LGBTQ in American History (1900-1950)
Photo of Gertrude and Alice
1907 – Gertrude Stein meets Alice B. Toklas, sparking a legendary romance. In Paris, the two women set up a salon that connects many great writers and artists, including gays. Stein publicly declares her love for Toklas in print in The Autobiography of Alice B. Toklas, published in 1933.

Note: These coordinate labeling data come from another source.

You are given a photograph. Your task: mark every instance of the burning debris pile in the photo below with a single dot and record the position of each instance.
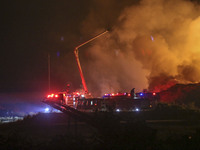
(182, 94)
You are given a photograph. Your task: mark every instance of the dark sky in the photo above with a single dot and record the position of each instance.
(29, 31)
(32, 29)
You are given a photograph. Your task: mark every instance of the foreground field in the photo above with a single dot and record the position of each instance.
(157, 129)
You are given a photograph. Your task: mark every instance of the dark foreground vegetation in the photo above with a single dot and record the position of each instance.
(168, 127)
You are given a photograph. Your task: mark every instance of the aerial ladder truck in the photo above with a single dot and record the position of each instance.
(76, 51)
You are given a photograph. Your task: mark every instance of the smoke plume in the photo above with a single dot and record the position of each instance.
(153, 44)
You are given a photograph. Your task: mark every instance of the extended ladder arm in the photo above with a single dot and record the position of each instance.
(78, 61)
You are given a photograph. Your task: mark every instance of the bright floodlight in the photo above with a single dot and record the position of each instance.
(137, 109)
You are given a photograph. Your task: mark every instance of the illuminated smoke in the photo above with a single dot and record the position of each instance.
(154, 44)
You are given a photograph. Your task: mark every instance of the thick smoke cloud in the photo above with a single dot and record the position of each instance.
(154, 44)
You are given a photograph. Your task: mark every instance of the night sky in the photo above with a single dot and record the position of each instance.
(29, 31)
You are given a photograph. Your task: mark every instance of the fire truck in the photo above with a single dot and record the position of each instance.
(83, 101)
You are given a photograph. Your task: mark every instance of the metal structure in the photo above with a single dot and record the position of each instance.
(76, 51)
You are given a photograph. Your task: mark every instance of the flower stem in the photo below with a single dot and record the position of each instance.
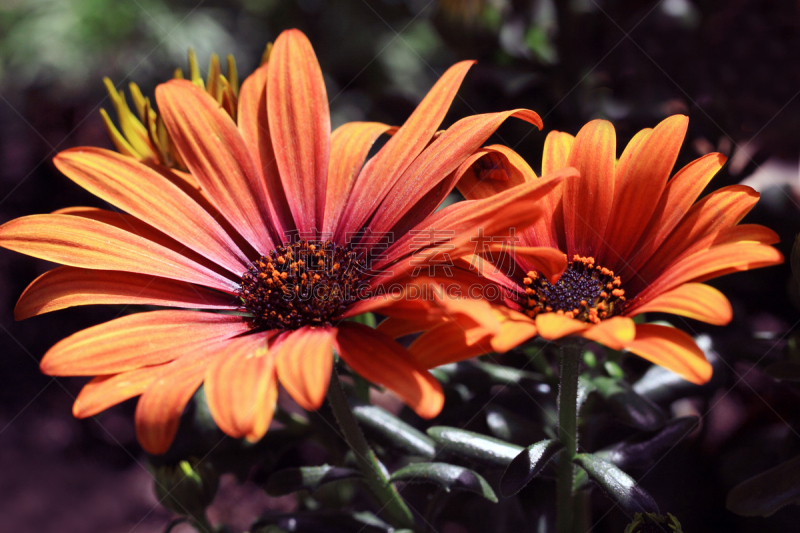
(375, 475)
(567, 433)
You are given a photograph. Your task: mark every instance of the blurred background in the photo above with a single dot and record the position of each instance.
(730, 65)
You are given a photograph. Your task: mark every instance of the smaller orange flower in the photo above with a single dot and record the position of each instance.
(636, 242)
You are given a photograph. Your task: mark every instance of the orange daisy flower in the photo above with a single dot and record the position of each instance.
(636, 242)
(265, 243)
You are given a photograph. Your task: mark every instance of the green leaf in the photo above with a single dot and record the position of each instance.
(642, 452)
(767, 492)
(629, 407)
(474, 446)
(527, 465)
(308, 478)
(395, 432)
(449, 477)
(784, 370)
(617, 485)
(317, 521)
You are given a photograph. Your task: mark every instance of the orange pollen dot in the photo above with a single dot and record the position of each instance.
(301, 284)
(585, 291)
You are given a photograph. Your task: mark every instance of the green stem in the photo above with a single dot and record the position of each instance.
(567, 433)
(375, 475)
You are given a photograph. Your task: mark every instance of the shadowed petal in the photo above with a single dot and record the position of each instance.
(381, 360)
(438, 160)
(242, 388)
(159, 410)
(672, 349)
(211, 146)
(640, 183)
(615, 332)
(350, 145)
(693, 300)
(137, 340)
(82, 242)
(553, 326)
(304, 364)
(300, 125)
(67, 287)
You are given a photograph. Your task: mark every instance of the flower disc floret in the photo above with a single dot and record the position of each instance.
(306, 283)
(585, 291)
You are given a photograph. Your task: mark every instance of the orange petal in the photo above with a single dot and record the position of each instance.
(713, 262)
(350, 145)
(81, 242)
(451, 341)
(432, 167)
(557, 147)
(147, 195)
(552, 326)
(587, 201)
(515, 328)
(300, 124)
(693, 300)
(211, 146)
(138, 340)
(549, 261)
(304, 364)
(700, 227)
(676, 200)
(673, 349)
(498, 168)
(159, 410)
(254, 128)
(458, 226)
(640, 183)
(381, 360)
(67, 287)
(242, 388)
(615, 332)
(382, 172)
(103, 392)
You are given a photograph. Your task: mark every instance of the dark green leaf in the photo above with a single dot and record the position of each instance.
(474, 446)
(527, 465)
(308, 478)
(618, 485)
(642, 452)
(767, 492)
(510, 427)
(784, 370)
(629, 407)
(395, 431)
(447, 476)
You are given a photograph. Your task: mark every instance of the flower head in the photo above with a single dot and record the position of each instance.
(265, 244)
(635, 241)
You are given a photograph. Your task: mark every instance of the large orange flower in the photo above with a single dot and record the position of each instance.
(636, 240)
(266, 226)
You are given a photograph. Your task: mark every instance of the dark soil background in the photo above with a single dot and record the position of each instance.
(731, 65)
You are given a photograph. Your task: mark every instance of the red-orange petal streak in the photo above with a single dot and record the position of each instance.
(673, 349)
(65, 287)
(304, 364)
(381, 360)
(81, 242)
(300, 126)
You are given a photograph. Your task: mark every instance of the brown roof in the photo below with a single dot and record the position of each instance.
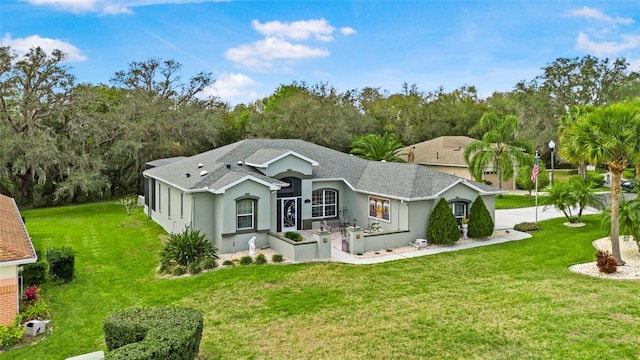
(445, 151)
(15, 244)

1917-1935 – The Harlem Renaissance. Historians have stated that the renaissance was “as gay as it was black.” Some of the lesbian, gay or bisexual people of this movement included writers and poets such as Langston Hughes, Countee Cullen and Zora Neale Hurston; Professor Alain Locke; music critic and photographer Carl Van Vechten, and entertainers Ma Rainey, Bessie Smith, Ethel Waters and Gladys Bentley.
1924 – The Society for Human Rights, the first gay rights organization, is founded by Henry Gerber in Chicago. The organization ceases to exist after most of its members are arrested.
1928 – Radclyffe Hall, an English author, publishes what many consider a groundbreaking lesbian novel, The Well of Loneliness. This causes homosexuality to be a topic of public conversation in the United States.
1948 – Alfred Kinsey, an American biologist and sexologist at Indiana University publishes Sexual Behavior of the Human Male, which discusses male homosexuality. (Also known as the Kinsey Reports).
1950 – U.S. Congress issues the report, “Employment of Homosexuals and Other Sex Perverts in Government.” It is distributed to members of Congress. The report shows that the federal government had covertly investigated employees’ sexual orientation. It states that since homosexuality is a mental illness, homosexuals “constitute security risks” to the nation.
1950 – The Mattachine Society forms in Los Angeles, California, by activist Harry Hay and is one of the first sustained gay rights groups in the United States. The Society focuses on social acceptance of homosexuals. The organization continues today with different objectives.